The book became an instant success, was translated into about sixteen different languages, and soon Dougal Dixon found himself travelling around the world promoting and talking about it. In the US he cagily started referring to evolution as 'animal development' so as not to upset creationists and there, also, he found people more interested in what had caused the mass extinction of humanity than the animals that would live after man. Almost as if they couldn't conceive of a world devoid of homo sapiens. Dougal was pretty adamant that he didn't care what caused the death of man, only that man had to die for this book to make sense.

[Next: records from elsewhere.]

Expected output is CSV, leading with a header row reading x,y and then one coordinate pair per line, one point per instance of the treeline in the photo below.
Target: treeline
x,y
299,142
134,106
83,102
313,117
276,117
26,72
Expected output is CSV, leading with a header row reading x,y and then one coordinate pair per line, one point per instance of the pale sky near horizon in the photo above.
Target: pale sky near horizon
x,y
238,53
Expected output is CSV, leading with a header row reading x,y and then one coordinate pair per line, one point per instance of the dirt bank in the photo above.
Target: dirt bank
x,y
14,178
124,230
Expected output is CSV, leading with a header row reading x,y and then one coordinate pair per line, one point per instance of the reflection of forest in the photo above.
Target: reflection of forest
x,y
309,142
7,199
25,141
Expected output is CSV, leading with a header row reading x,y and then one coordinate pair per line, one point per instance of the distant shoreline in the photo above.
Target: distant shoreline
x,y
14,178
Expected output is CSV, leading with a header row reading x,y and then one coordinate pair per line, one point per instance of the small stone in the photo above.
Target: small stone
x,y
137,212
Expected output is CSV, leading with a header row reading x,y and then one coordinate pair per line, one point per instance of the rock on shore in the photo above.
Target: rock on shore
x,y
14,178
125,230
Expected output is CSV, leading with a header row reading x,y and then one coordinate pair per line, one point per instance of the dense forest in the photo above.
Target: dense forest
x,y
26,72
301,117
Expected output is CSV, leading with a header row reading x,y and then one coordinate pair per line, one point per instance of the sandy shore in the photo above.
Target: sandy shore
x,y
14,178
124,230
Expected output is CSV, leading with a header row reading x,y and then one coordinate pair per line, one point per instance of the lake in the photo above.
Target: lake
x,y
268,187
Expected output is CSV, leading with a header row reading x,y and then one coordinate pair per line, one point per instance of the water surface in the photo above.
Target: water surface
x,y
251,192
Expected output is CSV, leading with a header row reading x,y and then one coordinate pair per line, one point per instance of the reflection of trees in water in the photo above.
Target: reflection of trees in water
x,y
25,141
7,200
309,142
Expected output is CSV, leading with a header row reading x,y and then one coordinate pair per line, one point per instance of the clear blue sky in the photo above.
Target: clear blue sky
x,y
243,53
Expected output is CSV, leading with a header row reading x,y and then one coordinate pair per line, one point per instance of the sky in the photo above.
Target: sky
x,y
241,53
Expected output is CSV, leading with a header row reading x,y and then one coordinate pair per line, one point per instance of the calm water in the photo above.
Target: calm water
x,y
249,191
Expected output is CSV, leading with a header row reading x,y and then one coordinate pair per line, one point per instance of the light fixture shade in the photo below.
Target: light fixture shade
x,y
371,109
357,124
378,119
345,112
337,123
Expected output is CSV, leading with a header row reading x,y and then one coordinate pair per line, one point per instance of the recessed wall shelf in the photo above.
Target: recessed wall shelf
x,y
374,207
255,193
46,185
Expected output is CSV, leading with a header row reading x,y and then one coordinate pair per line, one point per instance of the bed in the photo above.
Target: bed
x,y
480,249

In Japan, the land of Godzilla so not a place unaccustomed to imaginary beasts, animators intended to bring Dougal's creations to life using Ray Harryhausen style stop-motion animation and when Dougal asked to film in the Serengeti, in Costa Rica, or on the Galapagos Islands he was granted his wish. He was a rock star of the speculative biology scene and now, despite (or perhaps because of) being a grey heared septuagenarian, he's a rock star of the Fortean scene.

There's even an anime available that features a lament sung by a child who's travelled into the future on a flying saucer only to despair at the end of humanity.


Swimming Monkey


Flooer

If that sounds bizarre it's as nothing compared to Dougal Dixon's wonderful and frightening world of flooers, rabbucks, predator rats, khiffahs, wakkas, and night stalkers. A fun evening that despite its oddity factor still proved to be as educational as it was entertaining.

Thanks to Simon for suggesting this, accompanying me to this, and debriefing over pizza and Coca-Cola afterwards! Dinosaurs, pizza, and fizzy drinks! Like two schoolboys allowed to stay up late and have their favourite treats.